I recently worked through the final project in a MOOC called The Results-Oriented Web Developer Course on Udemy. The final project walks through the creation of a Node/Express web application, and deploys it to Herkou and uses MongoDB for the data store.
I wanted to migrate this application to Elastic Beanstalk and DynamoDB so that I’d have more control over the deployment and hosting of the application. Also, I work at AWS, so I’m a little more familiar with AWS services in general. Having said that, I’ve never migrated an application from MongoDB to DynamoDB, so I wanted to keep a record of the process and the things I learned. Changing from Herkou to Elastic Beanstalk is pretty straightforward, so this blog focuses on the MongoDB-to-DynamoDB transition.
If you want to jump to the finished product, it can be found at http://travelapp-dev.us-west-2.elasticbeanstalk.com.
To facilitate local testing, I use “DynamoDB Local” - a downloadable version of DynamoDB that runs locally .
DynamoDB local is available in a few different flavors. I’m using the Docker version.
Once I’ve downloaded the Docker image with docker pull amazon/dynamodb-local
, I can spin up a container
with docker run -p 8000:8000 amazon/dynamodb-local
.
To verify that it’s up and running, I can type
aws dynamodb list-tables --endpoint-url http://localhost:8000
…which returns the following.
{
"TableNames": []
}
To create some of the local tables that are needed for this application, I can use the CLI as shown below.
aws dynamodb create-table --attribute-definitions AttributeName=email,AttributeType=S --table-name users --key-schema AttributeName=email,KeyType=HASH --provisioned-throughput ReadCapacityUnits=5,WriteCapacityUnits=5 --endpoint-url http://localhost:8000
To delete the table I can type the following.

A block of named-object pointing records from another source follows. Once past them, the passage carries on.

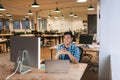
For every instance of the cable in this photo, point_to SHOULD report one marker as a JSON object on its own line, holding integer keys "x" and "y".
{"x": 18, "y": 61}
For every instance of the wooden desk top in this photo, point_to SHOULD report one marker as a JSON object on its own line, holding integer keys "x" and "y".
{"x": 93, "y": 48}
{"x": 6, "y": 68}
{"x": 75, "y": 73}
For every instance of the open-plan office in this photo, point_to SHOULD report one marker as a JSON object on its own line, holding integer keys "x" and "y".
{"x": 44, "y": 23}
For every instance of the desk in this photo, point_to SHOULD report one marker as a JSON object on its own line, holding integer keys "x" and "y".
{"x": 59, "y": 37}
{"x": 76, "y": 72}
{"x": 91, "y": 49}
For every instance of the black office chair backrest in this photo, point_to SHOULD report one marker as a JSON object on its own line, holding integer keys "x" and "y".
{"x": 81, "y": 53}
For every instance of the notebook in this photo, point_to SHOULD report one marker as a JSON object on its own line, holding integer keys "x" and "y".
{"x": 57, "y": 66}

aws dynamodb delete-table --table-name users --endpoint-url http://localhost:8000
For simplicity, I don’t have to type the whole table definition at the command line. Instead, I can write the JSON object and refer to it in the request.
aws dynamodb create-table --cli-input-json file://../dynamodb/users.json --endpoint-url http://localhost:8000
Note that DynamoDB is schema-less. This means we don’t need to include any non-key attributes in AttributeDefinitions. If we include “id”, “email,” and “password” in the AttributeDefinitions, it will expect us to provide those same attributes in the KeySchema field. It’s perfectly satisfactory to include only the primary/partition key. For our users, this will be the email. For posts, callback requests, and email requests, this will be a dynamically generated unique ID.
To create the production tables, I can re-use the previous requests and remove the --endpoint_url
parameter.
aws dynamodb create-table --cli-input-json file://../dynamodb/users.json --region us-west-2
aws dynamodb create-table --cli-input-json file://../dynamodb/posts.json --region us-west-2
Because this leads to a growing number of CLI inputs, I’d rather just define the whole collection of tables with CloudFormation.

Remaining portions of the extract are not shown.